Twenty years of the Human Rights Council
Pascal Sim, for the United Nations Human Rights Council (HRC), said that twenty years earlier, the United Nations Human Rights Council had held its first session at the Palais des Nations in Geneva. Today, the President of the Council, Sidhartho Suryodipuro, was hosting an informal high-level discussion to mark this anniversary, entitled “Twenty Years, One Council: What We Have Built, and Where We Go Next.” Luis Alfonso de Alba, the first President of the Human Rights Council, would participate in the discussion. The event would be webcast live on UN Web TV.
Today, Tlaleng Mofokeng, Special Rapporteur on the right of everyone to the enjoyment of the highest attainable standard of physical and mental health, would hold a press conference today at 12 noon, her last presser in that role.
World Refugee Day
Eujin Byun, for the United Nations Refugee Agency (UNHCR), informed that 20 June was World Refugee Day, a moment to stand with refugees and people forced to flee. There would be events around the world. UNHCR’s new initiative “Until Everyone is Safe” asked for the defense of the fundamental right to seek safety, and it was important to remember that protection saved lives. The initiative spoke to younger generations driven by a desire for social justice and solidarity while also facing uncertainty and socio-economic pressures. It invited them to see asylum not as a distant, abstract issue, but as a collective safety net – one that protected the most vulnerable today and could protect any of us tomorrow.
“Until Everyone is Safe” challenged stereotypes about refugees and emphasizes that the right to seek safety was a lifeline that went beyond merely escaping war or violence. It complemented the High Commissioner’s recently outlined goal of reducing by more than half, over the next decade, the number of refugees in long-term displacement reliant on humanitarian assistance. To achieve this, it would be essential to expand opportunities for voluntary return and resettlement, as well as access to jobs, healthcare and education, and support for local integration – enabling refugees to move beyond survival and rebuild their lives in dignity. This year, solidarity was more important than ever as the right to seek asylum was under growing pressure around the world.
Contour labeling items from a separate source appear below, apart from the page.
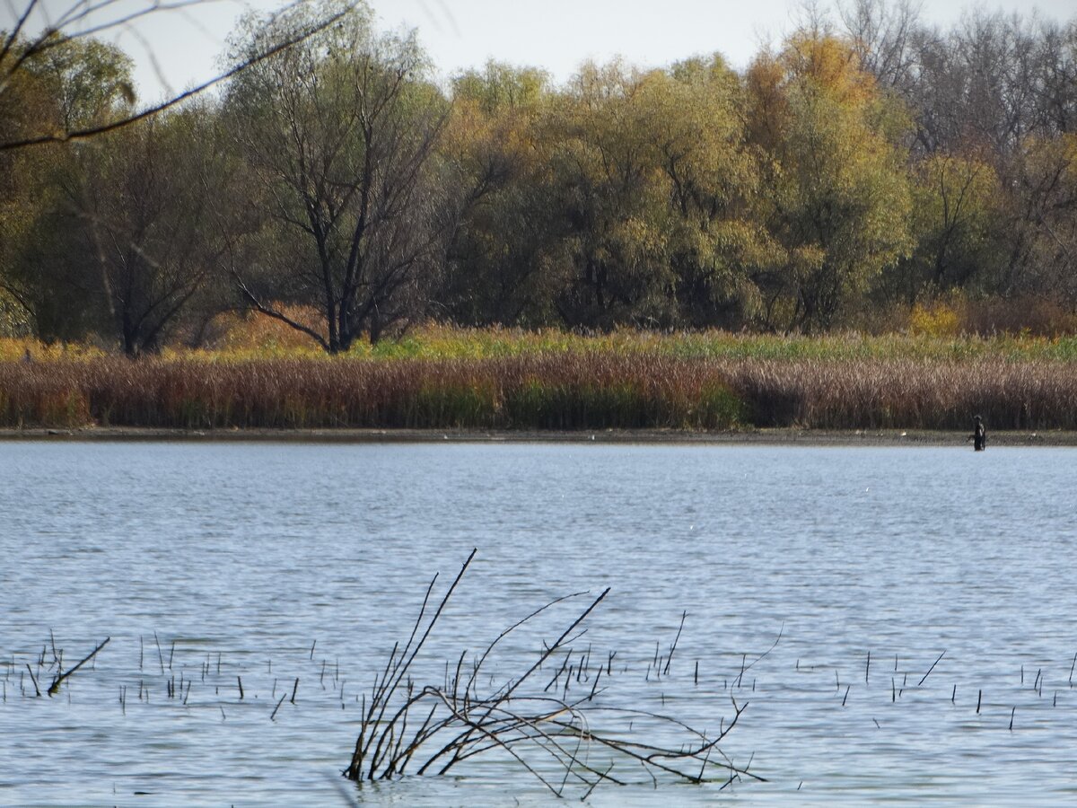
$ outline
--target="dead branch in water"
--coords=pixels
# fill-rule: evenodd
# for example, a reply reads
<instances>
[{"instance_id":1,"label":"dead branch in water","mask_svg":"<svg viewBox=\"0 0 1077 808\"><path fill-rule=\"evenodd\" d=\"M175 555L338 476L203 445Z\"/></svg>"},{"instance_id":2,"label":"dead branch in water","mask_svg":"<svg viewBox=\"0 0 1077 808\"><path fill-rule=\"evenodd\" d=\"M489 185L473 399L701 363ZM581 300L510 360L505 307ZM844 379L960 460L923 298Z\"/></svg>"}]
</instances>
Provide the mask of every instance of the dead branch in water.
<instances>
[{"instance_id":1,"label":"dead branch in water","mask_svg":"<svg viewBox=\"0 0 1077 808\"><path fill-rule=\"evenodd\" d=\"M403 649L400 643L393 646L375 679L345 777L364 781L412 771L444 775L461 762L494 752L514 761L558 797L567 796L570 789L579 789L586 797L602 782L639 782L641 769L648 784L657 784L660 777L693 783L722 780L725 784L741 778L763 780L747 767L736 766L717 749L736 726L746 702L738 705L733 700L732 720L722 721L719 733L708 736L669 715L597 703L596 697L605 689L598 687L597 680L575 700L569 698L568 686L560 696L546 695L550 684L543 686L534 673L557 654L563 654L568 663L575 653L579 659L576 681L587 675L590 649L574 652L571 643L582 636L582 624L605 599L609 588L593 598L554 642L544 641L538 658L518 675L501 682L491 675L488 688L480 689L479 672L505 637L551 607L586 593L557 598L513 624L474 658L467 666L470 670L463 670L467 652L460 655L451 679L452 666L446 663L442 686L418 686L410 675L412 663L474 557L472 551L428 618L437 575L431 581L407 642ZM598 667L599 673L604 672L601 663ZM564 670L560 665L555 681ZM677 744L639 737L647 729L663 738L675 732Z\"/></svg>"},{"instance_id":2,"label":"dead branch in water","mask_svg":"<svg viewBox=\"0 0 1077 808\"><path fill-rule=\"evenodd\" d=\"M86 656L84 656L82 660L79 661L79 664L75 665L74 667L68 668L66 671L57 669L56 677L53 679L53 683L48 685L48 695L55 696L57 693L59 693L60 684L64 682L64 680L70 677L76 670L79 670L79 668L88 663L95 656L97 656L97 652L103 649L106 645L108 645L109 640L111 639L112 639L111 637L106 637L104 640L96 649L86 654Z\"/></svg>"}]
</instances>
UNHCR called on all to defend this lifeline and keep the promise of safety alive.
The UN Secretary-General’s message on World Refugee Day had been distributed, said Rolando Gómez, for the United Nations Information Service (UNIS).
Announcements
Rolando Gómez, for the United Nations Information Service (UNIS), referred to the previous day’s statement by the Secretary-General’s Spokesman, which said that the SG was deeply concerned by the escalation of fighting in and around El Obeid, North Kordofan state, including drone attacks impacting civilians and civilian infrastructure. He was particularly alarmed by reports of the deployment, by the Rapid Support Forces, of substantial military reinforcements around El Obeid which might indicate an imminent ground offensive on the city, potentially placing yet another major population centre in Sudan at grave risk of large-scale violence. The Secretary-General called for restraint from all parties and urged them to take all necessary measures to respect and protect civilians.
The Secretary-General would be in London the following week, for the Climate Action Week, where he would deliver an address on 23 June at 10 am Geneva time.
Today was the Day for the Elimination of Sexual Violence in Conflict.
Finally, Mr. Gómez reminded of the upcoming Global Dialogue on AI Governance, which would take place in Geneva on 6-7 July, and interested journalists needed to register to attend.